Personal information
- Nationality: British (Scottish)
- Born: 22 February 1979 (age 47) Irvine, Scotland
- Height: 170 cm (5 ft 7 in)
- Weight: 85 kg (187 lb)

Sport
- Sport: Bowls
- Club: Auchinleck BC

Medal record
Representing Scotland
World Outdoor Championships
| Bronze medal – third place | 2012 Adelaide | Pairs |
| Bronze medal – third place | 2012 Adelaide | Team |
Commonwealth Games
| Bronze medal – third place | 2018 Gold Coast | Pairs |
World Indoor Bowls Championships
| Gold medal – first place | 2017 Yarmouth | Mixed pairs |
Atlantic Bowls Championships
| Gold medal – first place | 2011 Paphos | pairs |
| Bronze medal – third place | 2011 Paphos | singles |
| Gold medal – first place | 2015 Paphos | fours |
| Bronze medal – third place | 2015 Paphos | pairs |
| Silver medal – second place | 2019 Cardiff | triples |
| Bronze medal – third place | 2019 Cardiff | fours |
British Isles Bowls Championships
| Gold medal – first place | 2022 Llandrindod Wells | pairs |

= Claire Johnston (bowls) =

Scottish bowls player

Claire Johnston (born 22 February 1979) is a Scottish international lawn and indoor bowler.

==Bowls career==
Johnston is from Irvine, North Ayrshire, in Scotland and won a bronze medal in the pairs at the 2012 World Outdoor Bowls Championship with Margaret Letham.

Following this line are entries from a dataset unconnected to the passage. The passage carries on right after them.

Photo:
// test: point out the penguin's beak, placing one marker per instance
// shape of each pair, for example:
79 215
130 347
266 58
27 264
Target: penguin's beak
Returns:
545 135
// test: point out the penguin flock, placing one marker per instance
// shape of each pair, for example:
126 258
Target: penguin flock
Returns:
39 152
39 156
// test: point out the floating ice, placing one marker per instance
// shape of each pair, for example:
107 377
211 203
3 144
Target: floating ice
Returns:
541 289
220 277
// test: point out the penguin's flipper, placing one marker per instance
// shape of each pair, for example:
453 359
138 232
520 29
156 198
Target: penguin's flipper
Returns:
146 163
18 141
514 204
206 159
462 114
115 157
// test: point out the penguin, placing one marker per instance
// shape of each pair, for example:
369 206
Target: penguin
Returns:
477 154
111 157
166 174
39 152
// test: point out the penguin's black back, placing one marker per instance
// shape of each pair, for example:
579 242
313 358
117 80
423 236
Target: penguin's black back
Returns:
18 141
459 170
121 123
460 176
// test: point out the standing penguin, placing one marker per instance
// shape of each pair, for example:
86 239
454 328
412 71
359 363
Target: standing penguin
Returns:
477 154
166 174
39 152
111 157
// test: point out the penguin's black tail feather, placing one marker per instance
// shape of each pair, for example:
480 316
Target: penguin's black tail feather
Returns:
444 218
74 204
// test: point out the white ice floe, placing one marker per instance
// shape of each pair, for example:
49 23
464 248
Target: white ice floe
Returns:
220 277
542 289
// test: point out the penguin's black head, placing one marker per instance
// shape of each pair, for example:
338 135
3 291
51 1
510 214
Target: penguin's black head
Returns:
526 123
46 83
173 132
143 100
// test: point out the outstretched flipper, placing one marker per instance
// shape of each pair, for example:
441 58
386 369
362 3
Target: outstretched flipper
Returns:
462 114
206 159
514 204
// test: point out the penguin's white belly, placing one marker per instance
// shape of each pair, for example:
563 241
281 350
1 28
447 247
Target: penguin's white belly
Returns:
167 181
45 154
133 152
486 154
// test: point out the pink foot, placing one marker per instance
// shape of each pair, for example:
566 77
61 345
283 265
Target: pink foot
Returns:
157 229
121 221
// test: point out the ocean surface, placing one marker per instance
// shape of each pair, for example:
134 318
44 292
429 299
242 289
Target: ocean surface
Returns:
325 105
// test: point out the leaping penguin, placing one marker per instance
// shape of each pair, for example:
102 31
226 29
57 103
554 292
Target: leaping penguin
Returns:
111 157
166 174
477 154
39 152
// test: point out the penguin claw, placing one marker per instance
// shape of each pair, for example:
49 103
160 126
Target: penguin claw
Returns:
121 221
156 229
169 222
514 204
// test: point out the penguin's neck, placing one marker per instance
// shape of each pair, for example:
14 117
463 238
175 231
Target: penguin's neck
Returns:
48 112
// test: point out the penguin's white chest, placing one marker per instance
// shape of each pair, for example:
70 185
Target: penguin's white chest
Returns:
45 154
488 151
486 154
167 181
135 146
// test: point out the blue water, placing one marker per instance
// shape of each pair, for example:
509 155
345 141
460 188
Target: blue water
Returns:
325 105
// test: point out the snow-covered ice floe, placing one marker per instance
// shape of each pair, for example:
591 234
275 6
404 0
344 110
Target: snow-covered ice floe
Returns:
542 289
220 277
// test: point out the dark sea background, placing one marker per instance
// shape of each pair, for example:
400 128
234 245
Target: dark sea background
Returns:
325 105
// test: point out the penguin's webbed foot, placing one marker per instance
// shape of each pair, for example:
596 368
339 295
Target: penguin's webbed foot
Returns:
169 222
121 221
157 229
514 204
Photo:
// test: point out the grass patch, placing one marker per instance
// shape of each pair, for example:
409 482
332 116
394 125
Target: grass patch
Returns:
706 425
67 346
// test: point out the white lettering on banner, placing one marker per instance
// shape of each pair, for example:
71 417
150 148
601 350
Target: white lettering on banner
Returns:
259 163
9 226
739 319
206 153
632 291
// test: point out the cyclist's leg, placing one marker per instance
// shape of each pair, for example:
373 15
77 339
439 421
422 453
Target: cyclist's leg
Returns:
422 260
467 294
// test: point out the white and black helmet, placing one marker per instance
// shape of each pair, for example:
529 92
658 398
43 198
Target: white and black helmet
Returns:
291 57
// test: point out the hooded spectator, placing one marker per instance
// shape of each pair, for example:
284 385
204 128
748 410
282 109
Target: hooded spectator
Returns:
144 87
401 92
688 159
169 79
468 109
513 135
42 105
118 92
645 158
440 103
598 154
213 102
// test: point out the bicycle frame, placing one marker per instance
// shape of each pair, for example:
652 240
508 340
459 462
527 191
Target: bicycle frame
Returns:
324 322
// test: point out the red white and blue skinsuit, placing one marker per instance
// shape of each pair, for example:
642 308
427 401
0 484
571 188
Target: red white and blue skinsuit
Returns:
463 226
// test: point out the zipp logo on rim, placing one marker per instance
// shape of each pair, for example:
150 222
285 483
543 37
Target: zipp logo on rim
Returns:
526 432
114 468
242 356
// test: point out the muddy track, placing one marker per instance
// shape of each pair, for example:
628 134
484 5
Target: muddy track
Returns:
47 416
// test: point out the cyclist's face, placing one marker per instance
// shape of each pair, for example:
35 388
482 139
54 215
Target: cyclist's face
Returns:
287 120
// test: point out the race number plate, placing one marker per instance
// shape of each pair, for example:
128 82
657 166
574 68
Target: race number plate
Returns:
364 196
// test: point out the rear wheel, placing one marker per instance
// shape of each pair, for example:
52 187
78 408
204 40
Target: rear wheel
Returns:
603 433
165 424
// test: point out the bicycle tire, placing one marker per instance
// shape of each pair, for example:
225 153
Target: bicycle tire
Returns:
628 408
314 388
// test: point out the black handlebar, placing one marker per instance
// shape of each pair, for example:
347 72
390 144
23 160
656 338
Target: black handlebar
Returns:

In 2011 she won the pairs gold medal and singles bronze medal at the Atlantic Bowls Championships and four years later she won the fours gold medal at the 2015 Atlantic Bowls Championships.

Johnston gained major indoor honours when winning the mixed pairs title at the 2017 World Indoor Bowls Championship with Nick Brett of England. In 2018 she was selected as part of the Scottish team for the 2018 Commonwealth Games on the Gold Coast in Queensland where she won a bronze medal in the Pairs with Lesley Doig.

In 2019 she won the Scottish National Bowls Championships pairs title with Hannah Smith. and also won the triples silver medal and fours bronze medal at the Atlantic Bowls Championships. In 2022, she won the pairs title at the British Isles Bowls Championships in Llandrindod Wells.

In 2022, she competed in the women's pairs and the Women's fours at the 2022 Commonwealth Games.